Chatting & citations

How to write messages, choose which documents to use, read source hints, and work with conversation history in the desktop app.

Where chat runs

Document chat is built for the installed desktop app. If you open PrivateDocs AI in a normal web browser, you are usually taken to your account dashboard instead of the full chat workspace. Install and open the desktop app on your computer to use the features below.

Composing and sending messages

  • Message box: Type in the main field (it may show something like Send a message…). Press send or use the on-screen send button. If the app is still starting, you may see a short status message first.
  • Files with your message: You can attach one or more files and send them in the same step as your text. After you send, the attachment list clears so you can start fresh.
  • Add files to your vault: The + button opens Add Files with a drop zone. Files you add there are copied into your local vault and prepared for search—not only pasted into the chat as a one-off attachment. The vault accepts PDF, TXT, DOCX, Markdown (.md), CSV, and PowerPoint (.pptx); see File types & limitations for details.
  • Drag and drop on the chat area: Dropping files on the chat region shows Drop to add document and adds them the same way as the Add Files flow.
  • While the assistant is replying: You can stop an answer in progress with the stop control. You need to wait for the current reply to finish or stop before you send something new; if you try too soon, the app will let you know.
  • Jump to latest: If you scroll up in the thread, a Scroll to bottom control appears so you can return to the newest messages quickly.

While a new file is being added, you may see Processing and indexing local document… with the filename until the app is ready to search that document.

Which documents the assistant uses

The documents sidebar lists everything in your vault. Use the checkboxes to choose which files should be considered for the next question. A label above the input shows either General chat (no documents) when nothing is selected, or Using N document(s) when one or more files are checked. Narrowing the selection helps keep answers focused on the files you care about.

Citations and checking answers

When the reply includes sources, you will see a line such as Context analyzed: with numbered chips [1], [2], and so on.

Point at or focus a chip to read a short hint: usually the file name, and sometimes a page number (for example Found in contract.pdf, Page 4). If a brief excerpt is available, you may see the opening lines of the matching passage.

These chips do not open the PDF inside the app or jump to a preview pane. They tell you which file (and page, when shown) supported a statement so you can open the original and verify. Always double-check important details in your source files—the disclaimer under the input reminds you that answers can be incomplete or wrong.
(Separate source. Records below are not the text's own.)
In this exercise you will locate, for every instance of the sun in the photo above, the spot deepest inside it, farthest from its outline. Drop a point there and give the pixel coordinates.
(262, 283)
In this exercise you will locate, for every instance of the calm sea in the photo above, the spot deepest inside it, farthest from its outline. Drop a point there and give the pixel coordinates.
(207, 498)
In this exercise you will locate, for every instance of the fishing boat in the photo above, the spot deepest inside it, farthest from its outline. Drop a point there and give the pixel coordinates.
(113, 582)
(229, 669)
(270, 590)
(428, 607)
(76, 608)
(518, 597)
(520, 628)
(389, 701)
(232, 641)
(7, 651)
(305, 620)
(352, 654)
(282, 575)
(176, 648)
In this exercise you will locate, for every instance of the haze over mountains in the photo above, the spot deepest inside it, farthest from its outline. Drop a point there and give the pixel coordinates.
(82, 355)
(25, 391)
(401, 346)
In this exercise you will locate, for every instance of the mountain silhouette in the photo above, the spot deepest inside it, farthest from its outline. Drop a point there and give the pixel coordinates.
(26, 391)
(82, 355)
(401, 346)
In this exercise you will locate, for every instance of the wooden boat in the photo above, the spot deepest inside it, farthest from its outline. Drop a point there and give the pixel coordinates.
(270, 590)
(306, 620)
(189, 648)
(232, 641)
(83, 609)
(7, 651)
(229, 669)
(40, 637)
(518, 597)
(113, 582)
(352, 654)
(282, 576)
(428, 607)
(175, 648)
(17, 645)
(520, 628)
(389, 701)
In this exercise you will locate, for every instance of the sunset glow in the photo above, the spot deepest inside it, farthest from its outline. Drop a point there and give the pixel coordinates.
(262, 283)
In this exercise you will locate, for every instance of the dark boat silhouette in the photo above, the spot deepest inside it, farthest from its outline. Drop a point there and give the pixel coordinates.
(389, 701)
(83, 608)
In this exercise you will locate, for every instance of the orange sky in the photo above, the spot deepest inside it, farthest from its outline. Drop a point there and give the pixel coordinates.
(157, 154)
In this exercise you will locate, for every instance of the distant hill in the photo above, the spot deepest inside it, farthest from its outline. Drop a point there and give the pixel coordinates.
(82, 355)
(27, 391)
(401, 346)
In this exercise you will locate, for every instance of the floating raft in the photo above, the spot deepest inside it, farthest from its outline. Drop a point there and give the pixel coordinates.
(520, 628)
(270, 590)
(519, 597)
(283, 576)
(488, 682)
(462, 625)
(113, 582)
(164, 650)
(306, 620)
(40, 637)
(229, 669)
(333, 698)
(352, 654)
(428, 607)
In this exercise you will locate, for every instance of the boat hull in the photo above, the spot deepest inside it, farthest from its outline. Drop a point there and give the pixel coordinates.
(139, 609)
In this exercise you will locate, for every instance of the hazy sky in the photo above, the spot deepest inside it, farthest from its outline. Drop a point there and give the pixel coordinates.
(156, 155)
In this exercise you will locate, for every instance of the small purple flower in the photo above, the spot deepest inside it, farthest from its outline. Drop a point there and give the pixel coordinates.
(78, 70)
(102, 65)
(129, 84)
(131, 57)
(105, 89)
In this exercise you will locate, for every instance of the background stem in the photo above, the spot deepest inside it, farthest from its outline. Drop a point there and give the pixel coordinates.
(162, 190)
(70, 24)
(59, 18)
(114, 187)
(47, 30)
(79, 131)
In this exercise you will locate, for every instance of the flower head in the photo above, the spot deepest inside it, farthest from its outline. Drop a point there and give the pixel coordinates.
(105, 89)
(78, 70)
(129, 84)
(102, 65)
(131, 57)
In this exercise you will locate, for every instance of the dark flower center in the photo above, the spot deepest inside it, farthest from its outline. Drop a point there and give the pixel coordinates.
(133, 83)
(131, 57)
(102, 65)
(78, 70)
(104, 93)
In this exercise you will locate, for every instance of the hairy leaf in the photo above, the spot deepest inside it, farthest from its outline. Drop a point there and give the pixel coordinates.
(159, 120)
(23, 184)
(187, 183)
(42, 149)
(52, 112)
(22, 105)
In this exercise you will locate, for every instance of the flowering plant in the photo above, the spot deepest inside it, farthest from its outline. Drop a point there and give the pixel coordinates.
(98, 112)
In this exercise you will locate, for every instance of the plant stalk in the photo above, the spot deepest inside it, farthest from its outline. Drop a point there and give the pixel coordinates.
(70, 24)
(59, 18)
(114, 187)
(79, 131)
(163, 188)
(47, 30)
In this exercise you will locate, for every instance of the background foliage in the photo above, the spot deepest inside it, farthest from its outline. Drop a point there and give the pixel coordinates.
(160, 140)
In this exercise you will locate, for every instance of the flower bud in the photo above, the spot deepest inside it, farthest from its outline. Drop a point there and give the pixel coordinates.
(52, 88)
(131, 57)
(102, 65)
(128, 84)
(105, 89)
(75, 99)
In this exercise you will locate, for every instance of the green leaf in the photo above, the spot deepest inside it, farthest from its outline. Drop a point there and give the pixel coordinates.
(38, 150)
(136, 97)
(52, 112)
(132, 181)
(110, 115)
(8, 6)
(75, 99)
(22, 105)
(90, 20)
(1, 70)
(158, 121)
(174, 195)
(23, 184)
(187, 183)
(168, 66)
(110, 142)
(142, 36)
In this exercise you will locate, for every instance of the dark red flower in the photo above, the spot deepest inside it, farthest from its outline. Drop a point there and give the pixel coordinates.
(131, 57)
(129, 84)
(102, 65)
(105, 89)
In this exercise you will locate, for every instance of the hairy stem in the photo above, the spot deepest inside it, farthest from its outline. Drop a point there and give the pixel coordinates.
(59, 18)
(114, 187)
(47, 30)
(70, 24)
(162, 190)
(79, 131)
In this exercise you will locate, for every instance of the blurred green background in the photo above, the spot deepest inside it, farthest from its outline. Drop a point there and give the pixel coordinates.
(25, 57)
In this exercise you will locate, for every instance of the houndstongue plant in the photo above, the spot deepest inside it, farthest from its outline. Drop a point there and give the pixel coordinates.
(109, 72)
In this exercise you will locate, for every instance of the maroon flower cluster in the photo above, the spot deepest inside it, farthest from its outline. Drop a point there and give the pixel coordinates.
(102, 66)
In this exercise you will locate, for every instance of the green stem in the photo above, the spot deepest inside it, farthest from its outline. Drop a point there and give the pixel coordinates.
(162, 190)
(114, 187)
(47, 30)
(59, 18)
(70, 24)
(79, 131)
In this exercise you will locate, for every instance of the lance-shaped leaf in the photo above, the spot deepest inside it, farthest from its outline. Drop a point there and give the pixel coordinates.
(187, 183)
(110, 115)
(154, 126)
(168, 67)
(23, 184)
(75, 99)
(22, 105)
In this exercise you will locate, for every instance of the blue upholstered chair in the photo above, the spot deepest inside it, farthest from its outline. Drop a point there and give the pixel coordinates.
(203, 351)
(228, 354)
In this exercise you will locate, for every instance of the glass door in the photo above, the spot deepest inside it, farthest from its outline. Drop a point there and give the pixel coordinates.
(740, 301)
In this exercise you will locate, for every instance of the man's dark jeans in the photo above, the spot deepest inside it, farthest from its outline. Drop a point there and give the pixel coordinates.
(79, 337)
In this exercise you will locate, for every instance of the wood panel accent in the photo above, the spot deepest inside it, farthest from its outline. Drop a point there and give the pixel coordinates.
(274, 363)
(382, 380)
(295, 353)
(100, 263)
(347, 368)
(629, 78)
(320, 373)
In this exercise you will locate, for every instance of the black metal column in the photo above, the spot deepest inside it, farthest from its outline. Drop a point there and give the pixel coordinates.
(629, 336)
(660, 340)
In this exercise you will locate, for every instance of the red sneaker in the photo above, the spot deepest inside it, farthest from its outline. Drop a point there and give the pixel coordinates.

Optional “Thinking process” section

Some replies include an extra block the app labels Thinking Process. You can expand or collapse it to read more detail; it does not change how source chips work.

Managing chat history

The left Conversations sidebar lists your saved threads. From there you can:

  • Open a conversation: Click a row to open that thread.
  • Start fresh: Use the + button in the sidebar header to begin a new conversation and clear the current transcript.
  • Rename: On desktop, move the pointer over a row to show actions. Choose the pencil icon to edit the title. Press Enter to save, Escape to cancel, or click away to save. Check and cancel icons also appear while you edit.
  • Delete: The trash icon asks you to confirm. Confirmed deletion removes that conversation from your account. If you delete the conversation you are viewing, the app starts a new chat afterward.
  • Show or hide the list: On larger screens, a chevron can collapse the conversation list; a floating control can open it again. On small screens, the list slides over the chat with open and close controls.

New conversations get a title from your first message (shortened if it is long). There is no built-in export button for chat transcripts today—copy text manually if you need a record outside the app.

Account strip
The bottom of the sidebar shows who is signed in; you can open your account dashboard from there, along with theme and settings shortcuts.

Citations
Quick hints for file name, page, and snippet—open the real document yourself to verify.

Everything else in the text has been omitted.